The desire to exploit this privileged position has seen both Carnival and Royal Caribbean go through a massive expansion in capacity over the last decade.  The two combined on average brought 7 to 8 new ships (equivalent to >23,000 passenger capacity) into service each year, which based on an average seven day cruise length meant in order to have these ships sail full all year round[2], they needed to find between 800k–1 million new cruisers per annum.  While this strategy has been great for revenue growth and broadening the profile of cruising worldwide, it has come at the cost of profitability - Carnival’s revenue and passengers carried are up fourfold since 2000, while Earnings Before Interest and Tax (EBIT) has only doubled.  Simply, the need to attract passengers to fill so many new ships hampered Carnival’s ability to raise ticket prices, while the cost of oil has quadrupled since 2002 – the end result being that Carnival’s profit per passenger/per day has fallen from $54 in 2005 to an all-time low of $32 today.

So why are we interested in Carnival now?  The key is that both Carnival and Royal Caribbean have stepped back from their growth-at-all-costs strategy, and are now concentrating on recapturing the profitability that was lost during the building boom.  From 2013 onward, capacity growth for the global cruise industry will be 2-3% versus the 10% seen over the last decade and the number of new passengers that need to be sourced globally will be closer to 350,000 rather than the 800k-1 million previously.  Given the pricing convention of the industry (i.e. you discount to ensure every ship sails full), and the fact that those new to cruising are naturally the most price sensitive given their unfamiliarity with the product, this change in the supply dynamic should have a significant effect on the ability to raise prices.

In 2011, Carnival earned revenue of $179 (made up of a $139 ticket price and $40 of on-board spending) per passenger/per day, still well below the $195 made in 2008 prior to the price cuts during the GFC.  If Carnival can return prices close to the $195 level, they should be on track to make upwards of $3 billion of net profit, putting the company on an eight times earnings multiple.  The added benefit is that with the far lower rate of ship building, in this scenario almost all of that $3 billion can be returned to shareholders in the form of higher dividends, share buybacks or debt reduction.  Predicting the exact timing of how long it will take management to reposition for higher pricing is difficult.  However, with Carnival’s valuation sitting at historic lows post the Concordia tragedy and the recent oil price spike, we feel it is an investment that has minimal downside should the pricing story not play-out as hoped, but considerable upside if it does.

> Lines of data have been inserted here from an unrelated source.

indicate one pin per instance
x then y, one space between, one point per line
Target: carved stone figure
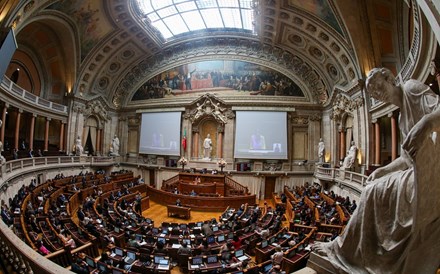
207 147
351 156
396 226
78 147
321 151
114 151
2 159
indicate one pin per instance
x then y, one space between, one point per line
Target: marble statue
396 226
78 147
351 156
207 147
114 150
2 159
321 151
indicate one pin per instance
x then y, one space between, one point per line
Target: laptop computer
267 268
212 259
220 238
164 264
117 252
196 261
239 254
158 258
131 257
102 267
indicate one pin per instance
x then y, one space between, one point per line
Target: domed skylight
174 17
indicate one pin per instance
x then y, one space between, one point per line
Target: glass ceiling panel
228 3
163 29
207 3
176 24
161 3
212 18
186 6
231 17
174 17
193 20
171 10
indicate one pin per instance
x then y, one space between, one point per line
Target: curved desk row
199 202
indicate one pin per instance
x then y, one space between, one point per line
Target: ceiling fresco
319 8
91 21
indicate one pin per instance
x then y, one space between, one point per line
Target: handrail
22 94
350 179
10 169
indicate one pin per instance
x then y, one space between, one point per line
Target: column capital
391 115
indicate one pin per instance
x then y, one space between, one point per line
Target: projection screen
160 133
261 135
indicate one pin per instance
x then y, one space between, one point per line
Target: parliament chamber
239 136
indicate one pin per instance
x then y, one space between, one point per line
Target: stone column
393 137
31 132
98 141
2 130
196 144
62 136
46 134
17 128
220 145
376 142
342 151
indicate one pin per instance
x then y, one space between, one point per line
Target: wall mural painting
90 20
222 76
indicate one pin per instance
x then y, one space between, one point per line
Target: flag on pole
184 140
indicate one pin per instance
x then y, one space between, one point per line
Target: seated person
133 242
79 266
178 202
184 249
277 257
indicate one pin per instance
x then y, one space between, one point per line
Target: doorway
269 186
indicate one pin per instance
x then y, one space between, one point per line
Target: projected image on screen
160 133
261 135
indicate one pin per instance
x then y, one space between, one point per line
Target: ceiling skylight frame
171 18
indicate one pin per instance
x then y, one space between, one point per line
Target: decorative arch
303 74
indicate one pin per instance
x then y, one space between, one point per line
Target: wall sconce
359 157
327 157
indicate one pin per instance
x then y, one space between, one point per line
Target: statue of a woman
78 147
207 147
321 151
396 226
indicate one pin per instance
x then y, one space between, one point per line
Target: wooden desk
181 211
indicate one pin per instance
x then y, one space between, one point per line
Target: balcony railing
350 179
21 94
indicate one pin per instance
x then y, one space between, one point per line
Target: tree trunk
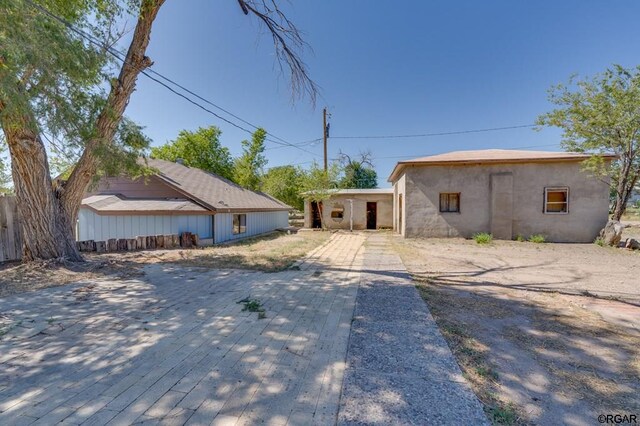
111 115
627 181
47 232
48 213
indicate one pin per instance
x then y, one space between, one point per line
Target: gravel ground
399 368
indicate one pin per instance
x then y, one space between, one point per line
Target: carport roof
491 156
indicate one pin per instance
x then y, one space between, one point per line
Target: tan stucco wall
516 187
384 211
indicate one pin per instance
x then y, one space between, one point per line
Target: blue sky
384 68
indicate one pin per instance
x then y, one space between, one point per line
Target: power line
423 135
146 73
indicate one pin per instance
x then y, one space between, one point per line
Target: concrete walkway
176 348
399 367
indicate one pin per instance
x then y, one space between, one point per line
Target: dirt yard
546 333
270 253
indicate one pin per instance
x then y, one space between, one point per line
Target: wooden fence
10 232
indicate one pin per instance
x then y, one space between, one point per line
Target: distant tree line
202 149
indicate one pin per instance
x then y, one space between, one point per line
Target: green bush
537 238
483 238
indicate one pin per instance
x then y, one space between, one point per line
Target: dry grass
270 253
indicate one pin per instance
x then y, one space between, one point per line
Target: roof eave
569 159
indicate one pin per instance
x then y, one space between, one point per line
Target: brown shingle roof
120 204
212 191
487 156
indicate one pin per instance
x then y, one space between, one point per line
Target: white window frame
555 189
239 229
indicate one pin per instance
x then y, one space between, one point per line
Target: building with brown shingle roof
177 199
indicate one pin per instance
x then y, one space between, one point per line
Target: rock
611 234
632 244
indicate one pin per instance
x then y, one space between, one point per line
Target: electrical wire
147 73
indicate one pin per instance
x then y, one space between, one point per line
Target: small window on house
239 223
556 200
450 202
337 212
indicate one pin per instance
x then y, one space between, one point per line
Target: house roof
212 191
490 156
117 204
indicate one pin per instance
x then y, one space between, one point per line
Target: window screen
556 200
450 202
239 223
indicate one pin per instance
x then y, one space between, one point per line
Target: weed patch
253 305
482 238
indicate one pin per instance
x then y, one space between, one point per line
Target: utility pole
325 135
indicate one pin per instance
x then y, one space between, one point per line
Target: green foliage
600 115
248 168
316 184
537 238
253 305
201 149
284 184
6 182
358 173
483 238
503 415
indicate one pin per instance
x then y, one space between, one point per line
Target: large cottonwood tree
602 115
50 78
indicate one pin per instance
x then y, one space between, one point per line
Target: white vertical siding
257 223
92 226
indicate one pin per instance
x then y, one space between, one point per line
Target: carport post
350 215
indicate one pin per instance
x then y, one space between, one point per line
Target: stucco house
504 192
351 209
177 199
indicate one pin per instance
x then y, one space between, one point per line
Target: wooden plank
142 243
101 246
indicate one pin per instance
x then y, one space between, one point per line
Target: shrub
483 238
537 238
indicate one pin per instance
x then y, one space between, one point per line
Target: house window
450 202
337 213
239 223
556 200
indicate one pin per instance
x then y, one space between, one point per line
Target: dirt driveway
182 344
535 326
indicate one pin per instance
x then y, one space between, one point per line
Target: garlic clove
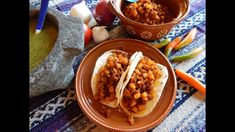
100 34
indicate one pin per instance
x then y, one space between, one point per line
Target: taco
143 87
109 74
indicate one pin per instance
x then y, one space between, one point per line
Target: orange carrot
191 80
171 45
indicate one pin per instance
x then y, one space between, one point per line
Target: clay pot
179 8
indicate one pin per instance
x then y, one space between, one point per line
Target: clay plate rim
97 118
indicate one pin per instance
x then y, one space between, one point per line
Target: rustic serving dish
179 8
117 121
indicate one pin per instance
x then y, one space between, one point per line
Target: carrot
191 80
162 43
187 40
171 45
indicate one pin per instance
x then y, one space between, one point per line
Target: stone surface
56 71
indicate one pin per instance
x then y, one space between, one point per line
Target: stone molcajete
55 71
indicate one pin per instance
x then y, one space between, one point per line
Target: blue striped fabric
58 110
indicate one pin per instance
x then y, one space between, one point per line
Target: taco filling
108 77
138 90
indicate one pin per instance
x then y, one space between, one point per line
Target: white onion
82 11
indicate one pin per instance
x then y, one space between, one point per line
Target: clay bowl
117 121
179 8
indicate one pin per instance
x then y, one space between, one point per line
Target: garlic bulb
100 34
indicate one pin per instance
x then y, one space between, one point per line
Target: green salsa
42 43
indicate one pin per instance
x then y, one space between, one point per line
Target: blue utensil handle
42 14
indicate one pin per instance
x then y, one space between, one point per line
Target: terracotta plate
117 121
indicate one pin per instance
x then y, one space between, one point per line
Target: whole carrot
171 45
187 40
191 80
162 43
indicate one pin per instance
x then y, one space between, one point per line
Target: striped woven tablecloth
59 111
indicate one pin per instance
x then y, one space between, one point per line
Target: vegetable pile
101 16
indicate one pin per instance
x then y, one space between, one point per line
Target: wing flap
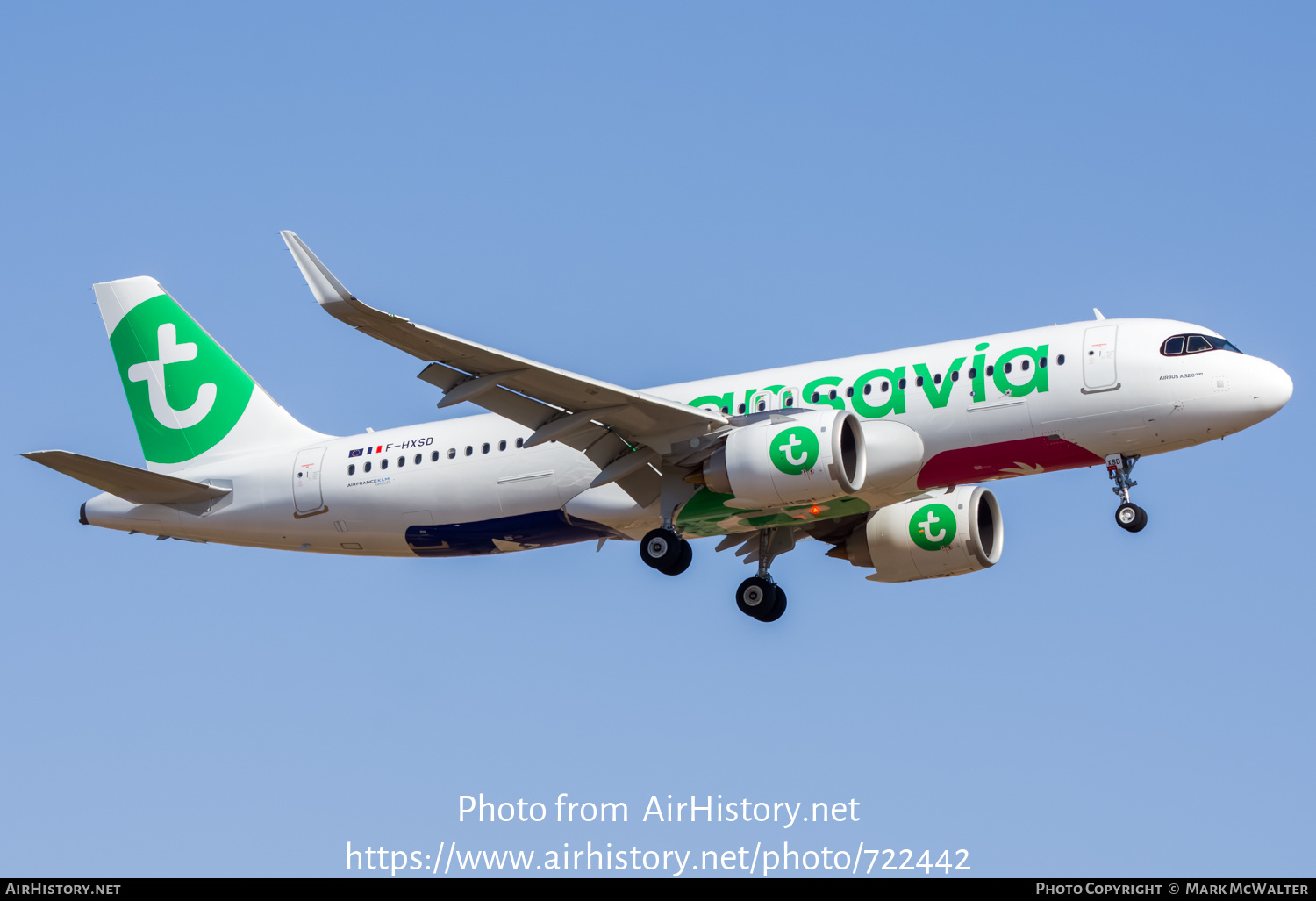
134 485
636 416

[1] A system where a ship owner pays tax based on the size of the vessel (gross tonnage) rather than the actual profit made by the vessel, with the end result usually being an extremely low level of tax is paid.  Tonnage tax regimes are common in developed markets like the UK and Italy.

[2] The cruise industry tends to book to 100% occupancy, the example being that it is better to aggressively discount any unsold tickets close to sail date as you will still capture the customer's lucrative onboard spending.

DISCLAIMER: The above information is commentary only (i.e. our general thoughts).  It is not intended to be, nor should it be construed as, investment advice.  To the extent permitted by law, no liability is accepted for any loss or damage as a result of any reliance on this information.  Before making any investment decision you need to consider (with your financial adviser) your particular investment needs, objectives and circumstances.